Almost every family, traced back generations, reveals startling and disturbing events, some best left unexamined. If ever there was a family damned to tragedy and pain, it was Jimmie Stackhouse’s. I share that family surname, although I haven’t found any direct connections—for which I am thankful. Again and again, those on the family tree underwent unbelievable losses. Jimmie Stackhouse suffered so many.
* * *
IN THE EARLY SUMMER of 1963, despite the many blows in Jimmie Stackhouse’s early life, he had some happier times. Jimmie spent his adult life serving in the navy as a chief petty officer, service he was proud of. By the time he was thirty-one, his life was complete with everything a man might wish for. A perfect family. A career he loved.
Jimmie met the girl he would marry on Whidbey Island. Mary Ellen Hower came from a very wealthy extended family back in Findley, Ohio. The Howers started the Quaker Oats company, and lived in a mansion that they eventually donated to the city of Akron. Now known as the Hower House, locals and tourists alike flock to view its historic luxury.
Mary Ellen’s branch of the Hower family wasn’t particularly wealthy, however, and she went to high school in Coupeville, Washington, rather than an exclusive finishing school for girls.
Jimmie Stackhouse met her there, and felt lucky to have won such a beautiful bride. As Jimmie was stationed from one base to another—in Hawaii and California—Mary Ellen gave birth to six children in eight years. Both she and Jimmie welcomed them, and they were very happy.
And then, a horrifying crime in San Jose, California, stopped Jimmie Stackhouse’s world, changing his family’s future in untold ways.
Stackhouse was stationed at the Naval Air Station at Moffett Field in Mountain View, California, thirty-five miles south of San Francisco, a short distance northwest of San Jose, and only a mile from San Francisco Bay.
Moffett Field has a long and rich history going back to 1931, with huge wooden hangars that once housed dir
igibles (blimps like the ill-fated Hindenburg, which crashed and burned in Lakehurst, New Jersey, in 1937). Later Moffett provided space for fighter jets. The naval facility was decommissioned in 1994, and both NASA and private corporations now occupy the fifteen hundred acres there.

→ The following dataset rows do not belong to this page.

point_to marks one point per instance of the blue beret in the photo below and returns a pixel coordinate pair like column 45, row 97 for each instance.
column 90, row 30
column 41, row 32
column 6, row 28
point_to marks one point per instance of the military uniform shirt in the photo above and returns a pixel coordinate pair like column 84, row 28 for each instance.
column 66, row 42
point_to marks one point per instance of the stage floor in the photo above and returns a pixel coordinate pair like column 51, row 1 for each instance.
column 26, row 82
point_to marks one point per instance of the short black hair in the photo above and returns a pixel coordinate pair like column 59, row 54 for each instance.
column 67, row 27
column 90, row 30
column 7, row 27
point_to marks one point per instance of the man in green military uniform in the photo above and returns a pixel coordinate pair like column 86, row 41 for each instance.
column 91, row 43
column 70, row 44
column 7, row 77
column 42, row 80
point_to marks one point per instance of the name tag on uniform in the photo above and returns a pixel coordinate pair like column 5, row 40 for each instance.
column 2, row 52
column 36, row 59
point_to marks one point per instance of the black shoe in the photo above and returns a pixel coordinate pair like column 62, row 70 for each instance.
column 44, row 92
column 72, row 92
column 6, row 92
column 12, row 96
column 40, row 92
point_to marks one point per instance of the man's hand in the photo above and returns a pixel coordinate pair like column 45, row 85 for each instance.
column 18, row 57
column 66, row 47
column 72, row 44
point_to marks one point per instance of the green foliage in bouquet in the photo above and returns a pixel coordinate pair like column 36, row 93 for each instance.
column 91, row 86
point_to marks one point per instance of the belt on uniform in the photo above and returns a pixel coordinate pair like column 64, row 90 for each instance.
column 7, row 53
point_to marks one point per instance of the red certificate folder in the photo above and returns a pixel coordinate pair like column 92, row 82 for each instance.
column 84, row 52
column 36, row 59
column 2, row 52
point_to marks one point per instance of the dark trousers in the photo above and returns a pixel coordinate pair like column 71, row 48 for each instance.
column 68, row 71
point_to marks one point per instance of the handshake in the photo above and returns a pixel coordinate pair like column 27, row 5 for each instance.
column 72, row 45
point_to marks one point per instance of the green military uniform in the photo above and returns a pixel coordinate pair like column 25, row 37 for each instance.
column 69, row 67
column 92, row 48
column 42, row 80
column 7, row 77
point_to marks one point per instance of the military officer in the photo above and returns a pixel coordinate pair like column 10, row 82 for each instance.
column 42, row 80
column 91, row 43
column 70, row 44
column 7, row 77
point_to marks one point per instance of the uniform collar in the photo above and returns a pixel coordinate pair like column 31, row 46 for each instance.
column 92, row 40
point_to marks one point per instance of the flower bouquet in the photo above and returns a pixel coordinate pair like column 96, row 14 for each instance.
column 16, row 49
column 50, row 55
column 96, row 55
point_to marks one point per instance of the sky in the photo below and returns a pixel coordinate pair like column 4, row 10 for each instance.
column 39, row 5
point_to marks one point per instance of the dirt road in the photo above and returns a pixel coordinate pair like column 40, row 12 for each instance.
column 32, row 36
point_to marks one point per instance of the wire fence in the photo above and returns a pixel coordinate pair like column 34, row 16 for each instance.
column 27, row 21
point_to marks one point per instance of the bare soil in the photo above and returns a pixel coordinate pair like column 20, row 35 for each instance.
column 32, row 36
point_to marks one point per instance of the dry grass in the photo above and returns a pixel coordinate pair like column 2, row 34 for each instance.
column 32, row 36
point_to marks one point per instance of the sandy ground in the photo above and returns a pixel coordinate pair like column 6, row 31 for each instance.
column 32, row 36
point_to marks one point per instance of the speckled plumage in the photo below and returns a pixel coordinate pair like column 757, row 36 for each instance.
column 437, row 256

For Stackhouse, his wife, Mary Ellen, and their three boys and three girls, Moffett was a good duty station. The temperature was moderate, there were flowers everywhere, and even the fog that hovers so often over San Francisco is held back by the coastal range of mountains before it hits San Jose. At the time, Moffett was rumored to have the best commissary in America, and navy families abounded so that Mary Ellen and their children had no difficulty finding friends.
Jimmie bought a split-level house for his brood on Ruskin Drive in the Berryessa neighborhood in San Jose. There were plenty of bedrooms and a green sweep of grass where the Stackhouse children could play.
They were a handsome family. Jimmie was a big, rugged man with wavy, red-blond hair that he combed into an imposing pompadour. Thirty-year-old Mary Ellen was a tall, slender brunette who was attractive enough to be a model. Tommy, eight, was the oldest and resembled his mother, while Mike, seven, Lana, five, Brenda, four, Rhonda, three, and Robby, eighteen months, all looked like Jimmie.
Jimmie had thirteen years in the navy and he loved it. A flight mechanic, he planned to stay in the service until he retired. Mary Ellen had her hands full with six children under eight, but she occasionally worked as a cocktail waitress at the navy base and also helped out with wedding receptions there. To add a little more to the family’s income, she sold Avon products.
She was fiercely protective of her children, particularly when Jimmie was gone for training or active duty.
In early June 1963, Jimmie was far away from home. He was attending navy classes at Stewart Air Force Base near Nashville, Tennessee. Mary Ellen missed him, of course, but she wasn’t lonely—not with six active children running through their new house.